Dubber Corporation
- Type: Public
- Traded as: ASX: DUB
- Industry: Technology
- Founded: 2011
- Founder: James Slaney, Steve McGovern, Adrian Di Pietrantonio
- Headquarters: Melbourne, Australia
- Area served: Worldwide
- Website: www.dubber.net

= Dubber =

Australian SaaS company

Dubber is a cloud based call recording software which operates as a software-as-service (SaaS) and voice data offering. Dubber was founded in Melbourne, Australia in 2011 by James Slaney, Steve McGovern and Adrian Di Pietrantonio, and predominantly sells to Telecommunications Service Providers and Enterprise customers.

== History ==
In 2015, Dubber listed on the Australian Stock Exchange (ASX) under the code DUB.

In May 2015, Dubber passed a series of interoperability tests with BroadSoft's unified communications software. This combined solution allowed users to deploy call recording on top of their BroadSoft network without the need of any additional hardware. Following this news, in June 2015, Dubber announced growth of 141% in users for the first half of that year.

In 2016 Dubber announced a partnership with Cisco Broadsoft. A year later, in October 2017, Cisco announced that they would acquire Broadsoft.

Dubber's technology is used by many large service providers and cloud communication and collaboration providers around the world to embed call recording and voice data services into their unified communication and other services, including AT&T, IBM, Optus, Telstra, Cox Communications, Sprint, the UK's 02, and others.

In October 2022, Dubber's shares were suspended from trading for failing to lodge their audited accounts.
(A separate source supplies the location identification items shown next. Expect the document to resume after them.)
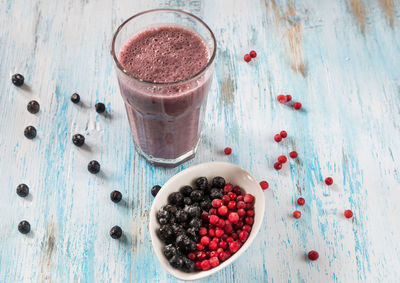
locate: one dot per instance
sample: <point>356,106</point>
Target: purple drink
<point>164,73</point>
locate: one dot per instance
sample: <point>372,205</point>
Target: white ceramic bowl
<point>232,174</point>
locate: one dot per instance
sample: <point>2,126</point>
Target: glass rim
<point>118,64</point>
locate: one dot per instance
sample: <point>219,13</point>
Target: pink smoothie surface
<point>165,120</point>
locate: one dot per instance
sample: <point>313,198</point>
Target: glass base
<point>169,162</point>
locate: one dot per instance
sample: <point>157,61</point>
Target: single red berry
<point>228,188</point>
<point>249,198</point>
<point>205,240</point>
<point>348,213</point>
<point>264,185</point>
<point>313,255</point>
<point>191,256</point>
<point>278,165</point>
<point>296,214</point>
<point>297,105</point>
<point>216,203</point>
<point>281,98</point>
<point>243,235</point>
<point>232,204</point>
<point>205,265</point>
<point>283,134</point>
<point>214,219</point>
<point>329,181</point>
<point>253,54</point>
<point>234,246</point>
<point>282,159</point>
<point>203,231</point>
<point>278,138</point>
<point>214,261</point>
<point>213,245</point>
<point>301,201</point>
<point>223,210</point>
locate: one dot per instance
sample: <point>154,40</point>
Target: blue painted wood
<point>339,58</point>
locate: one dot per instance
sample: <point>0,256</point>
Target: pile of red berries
<point>225,228</point>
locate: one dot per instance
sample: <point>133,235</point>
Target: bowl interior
<point>233,174</point>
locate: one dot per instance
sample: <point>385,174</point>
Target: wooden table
<point>340,59</point>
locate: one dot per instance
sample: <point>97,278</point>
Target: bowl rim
<point>258,220</point>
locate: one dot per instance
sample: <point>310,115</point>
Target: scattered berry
<point>24,227</point>
<point>281,98</point>
<point>94,167</point>
<point>22,190</point>
<point>75,98</point>
<point>348,213</point>
<point>116,232</point>
<point>264,185</point>
<point>329,181</point>
<point>296,214</point>
<point>116,196</point>
<point>17,79</point>
<point>277,138</point>
<point>78,140</point>
<point>155,189</point>
<point>30,132</point>
<point>228,150</point>
<point>278,165</point>
<point>297,105</point>
<point>301,201</point>
<point>313,255</point>
<point>100,107</point>
<point>33,107</point>
<point>282,159</point>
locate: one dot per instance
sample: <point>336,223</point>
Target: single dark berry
<point>197,195</point>
<point>17,79</point>
<point>176,262</point>
<point>175,198</point>
<point>33,107</point>
<point>30,132</point>
<point>202,183</point>
<point>313,255</point>
<point>186,190</point>
<point>169,251</point>
<point>24,227</point>
<point>297,105</point>
<point>22,190</point>
<point>116,196</point>
<point>116,232</point>
<point>100,107</point>
<point>78,139</point>
<point>348,213</point>
<point>155,189</point>
<point>94,167</point>
<point>75,98</point>
<point>218,182</point>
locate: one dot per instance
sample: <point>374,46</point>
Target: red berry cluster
<point>248,57</point>
<point>225,228</point>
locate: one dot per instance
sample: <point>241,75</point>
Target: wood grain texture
<point>339,58</point>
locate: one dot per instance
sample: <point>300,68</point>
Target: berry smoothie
<point>165,90</point>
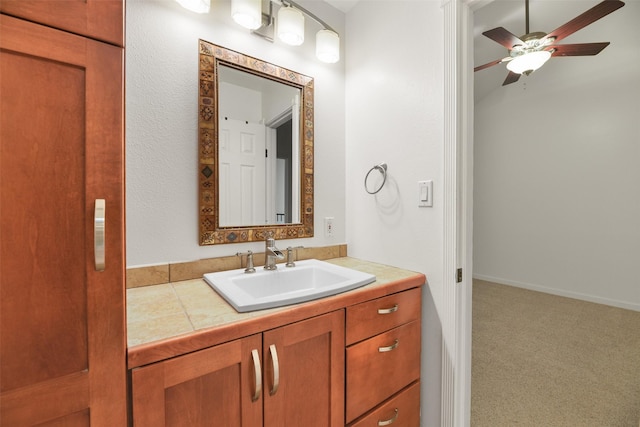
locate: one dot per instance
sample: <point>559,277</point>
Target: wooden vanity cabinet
<point>383,361</point>
<point>289,376</point>
<point>98,19</point>
<point>62,338</point>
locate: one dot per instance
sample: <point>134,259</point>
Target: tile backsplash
<point>165,273</point>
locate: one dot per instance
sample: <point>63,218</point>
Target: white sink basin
<point>308,280</point>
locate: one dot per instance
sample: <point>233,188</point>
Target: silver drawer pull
<point>258,375</point>
<point>388,310</point>
<point>390,348</point>
<point>276,369</point>
<point>390,420</point>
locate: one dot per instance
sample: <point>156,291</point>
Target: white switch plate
<point>328,226</point>
<point>425,193</point>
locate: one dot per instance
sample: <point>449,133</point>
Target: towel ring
<point>382,167</point>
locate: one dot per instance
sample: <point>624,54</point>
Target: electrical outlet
<point>328,226</point>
When their audited results were released it was disclosed that their revenue for FY22 had been overstated by $10.3m or 29%

In February 2023, Dubber announced a business restructure which would result in layoffs of 40% of their employees.

In February 2024, Dubber's shares were again suspended from trading after their auditors found that $30m of funds shown on their unaudited accounts as a "term deposit" had been diverted away and "used for other purposes". The CEO Steve McGovern was suspended amid an investigation and the matter referred to ASIC.

In March 2024, ASIC secured interim travel restraint orders against CEO Steve McGovern and solicitor Mark Madafferi due to concerns that they may have breached the Corporations Act in respect of the suspected misuse of term deposit funds.

When Dubber released its interim financial for the half year ended December 2023 on 14 April 2024, it revealed that $60m of funds had been deposited in the trust account between 2019 and 2021. Despite finding that "certain personnel" of the company and associated entities had been recipients of payments from this trust fund, Dubber took no action in relation to any of these personnel. It did find that there was sufficient evidence to terminate the employment of CEO Steve McGovern with immediate effect.

When Dubber's shares resumed trading on April 17, 2024, after a seven-week suspension, their price crashed by 75%, one of the worst share price falls in the history of the ASX.

Reporting by The Age in June 2024 revealed that $75m of cash had been moved from Dubber to a trust account held by the law firm of Mark Madafferi, who was known for providing legal services to "some of Melbourne’s most well-known gangland identities, including convicted killers and drug dealers". The Age alleged that forensic accountants had identified at least one transfer from the trust account to "an underworld figure".

== Technology ==
Dubber's call recording and voice data solutions are natively hosted in the cloud, allowing its services to be embedded in third party telecommunication and cloud collaboration (UCaaS) solutions. Dubber utilises API's to integrate call recording data into third-party software and telecommunications services.

Dubber's call recording services achieved certification for compliance call recording on Microsoft Teams, in February 2021.

In April 2021, Dubber announced that its call recording and voice AI service would interoperate with Zoom and Zoom Phone.

In June 2021, Dubber launched its foundation partner program, a significant expansion of its product model whereby telecommunications carriers and UCaaS services can embed the Dubber call recording service in all user accounts. Cisco Webex Calling and Cisco Unified Communications Manager Cloud (UCM) were the first such services launched on the program.

On 2 Dec 2021, the company announced an agreement with BT (formerly British Telecom) whereby BT would use Dubber as their default recording and conversational solution in the BT Meetings suite of managed services, including Microsoft Teams, Cisco Webex Calling and Zoom Phone.

On 13 December 2021, Dubber and Optus announced that they would include the Dubber platform on the Optus Mobile network to provide the Dubber platform for enterprise customers in Australia.

== Acquisitions ==

Dubber announced its first acquisition in May 2020, acquiring Australian-based on-premise call recording company CallN. CallN was previously partly owned by Telstra.

Dubber acquired UK based Speik, a leading provider of PCI compliance and call recording solutions in the UK in December 2020 for A$38 million.

In September 2021, Dubber announced that it had acquired Brisbane, Australia based Notiv, a developer of cloud-native AI-based products that turn meetings into transcribed notes, summaries, signals, and other actions.